Transportation plays an integral role in advancing the key principles of livable communities, as broadly defined through the Partnership for Sustainable Communities initiated by the U.S. Department of Housing and Urban Development (HUD), U.S. Department of Transportation (DOT), and U.S. Environmental Protection Agency (EPA) (HUD-DOT-EPA Partnership). However, at the transportation practitioner level, there remains significant interest in learning how to incorporate the livability principles into individual transportation plans, programs, and projects. There is also a need for effective guidance on implementation strategies and cross-agency coordination processes to integrate these principles with other Federal, State, regional, local and private sector plans and investments.
Livability in transportation is about integrating the quality, location, and type of transportation facilities and services available with other more comprehensive community plans and programs to help achieve broader community goals.

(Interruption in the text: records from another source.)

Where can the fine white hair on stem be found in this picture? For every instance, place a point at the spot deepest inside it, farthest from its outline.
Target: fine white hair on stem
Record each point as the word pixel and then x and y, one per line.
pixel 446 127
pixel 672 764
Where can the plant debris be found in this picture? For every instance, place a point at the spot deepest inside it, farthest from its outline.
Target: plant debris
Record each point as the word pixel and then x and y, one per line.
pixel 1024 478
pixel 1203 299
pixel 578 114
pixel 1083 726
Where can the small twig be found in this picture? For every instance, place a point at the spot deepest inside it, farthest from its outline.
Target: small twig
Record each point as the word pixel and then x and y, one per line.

It provides economic benefits to communities, businesses, and consumers. In practice, livable transportation systems accommodate a range of modes (walking, bicycling, transit, and automobiles) by creating mobility choice within more balanced multimodal transportation networks. This in turn helps support more sustainable patterns of development, whether in an urban, suburban, or rural context. Livable transportation systems can provide better access to jobs, community services, affordable housing, and schools, while helping to create safe streets, reduce energy use and emissions, reduce impacts on and enhance the natural and built environment, and support more efficient land use patterns.
Addressing these broader community goals can also help integrate planning processes between different agencies and levels of government. Livability is applicable at multiple scales—from urban or rural local projects, to regional plans, or at the State and Federal program level. This paper will guide discussion during FHWA’s planned regional livability workshops, intended to help advance livability within the context of the nation’s transportation infrastructure.